Gareth Southgate hurt by ‘harsh’ claims he is too cautious after tepid England displays against Iceland and Denmark

These are unusual times to be a football manager and, for the man in charge

These are unusual times to be a football manager and, for the man in charge of England, there was an admission that the criticism of his team’s performances against Iceland and Denmark last month wounded him more than he had expected.

Gareth Southgate, reflecting on those first games in 10 months that produced a single goal and precious little inspiration, found it hard at times to disguise his own frustration at the reaction. “I was sort of accused of being a cautious manager,” he says. “Really! On the back of being the top scorers in Europe in qualifying. And I think we scored more goals than any previous England team at the World Cup. So it was a bit harsh on one game.”

It is unlike Southgate to take much of it personally but this had clearly stung and, as he named a 30-man squad for the games at Wembley against Wales and in the Nations League against Belgium and Denmark, there was no relenting in the issues. The seeds of what could be a draining feud with Jose Mourinho have been planted and although Southgate attempted to make light of it, there are no friendly rows to be had with the Tottenham manager. By way of example, Mourinho is now referring to Southgate as “Gary”.

As Southgate steeled himself for a run of withdrawals ahead of the Wales friendly on Thursday, he said he had anticipated his players would be under-conditioned last month, and that their lack of preparation time would affect the September games. Since then he has rationalised the problem: the Covid-19 era has changed the rules for all managers, but in particular those in charge of international teams who have barely seen their players in the past 12 months.

“There is no point worrying about that, but I did take it personally in September, because you want it to be perfect,” he says. “You haven’t had a team for 10 months and you know as a coach you’re going to be judged on that game as if you’ve been developing all through that period. So I have to park my ego and remind myself it’s not about me, it’s about the team, how we develop and improve. My job is to reflect, review, improve, and it’s a constant cycle. That’s the challenge leading to the Euros.”
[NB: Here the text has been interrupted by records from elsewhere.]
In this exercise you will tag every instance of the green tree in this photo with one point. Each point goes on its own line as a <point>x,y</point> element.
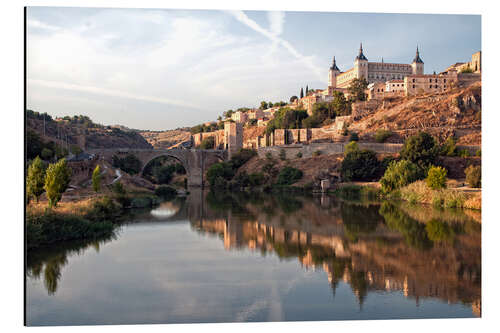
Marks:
<point>357,89</point>
<point>436,177</point>
<point>449,147</point>
<point>46,154</point>
<point>96,179</point>
<point>56,181</point>
<point>473,176</point>
<point>420,149</point>
<point>35,179</point>
<point>289,175</point>
<point>208,143</point>
<point>360,165</point>
<point>75,150</point>
<point>399,174</point>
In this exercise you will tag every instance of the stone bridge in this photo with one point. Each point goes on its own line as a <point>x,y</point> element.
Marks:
<point>195,161</point>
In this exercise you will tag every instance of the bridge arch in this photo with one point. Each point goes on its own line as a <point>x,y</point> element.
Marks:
<point>195,161</point>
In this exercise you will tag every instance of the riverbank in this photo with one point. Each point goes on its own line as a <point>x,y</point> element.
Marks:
<point>89,218</point>
<point>414,193</point>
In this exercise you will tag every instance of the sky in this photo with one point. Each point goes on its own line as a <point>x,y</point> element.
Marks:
<point>159,69</point>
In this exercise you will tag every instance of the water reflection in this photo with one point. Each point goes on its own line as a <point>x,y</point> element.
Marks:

Since then he has been in conversation with Eddie Jones and Chris Silverwood, his peers in rugby union and cricket respectively, about how they compensate for the lack of contact with players. The embers of the Phil Foden-Mason Greenwood episode are still glowing one month on and, on top of that, Southgate is trying to ascertain the fitness of all the players at his disposal, leaving out the likes of James Maddison and Ross Barkley because of a lack of game time.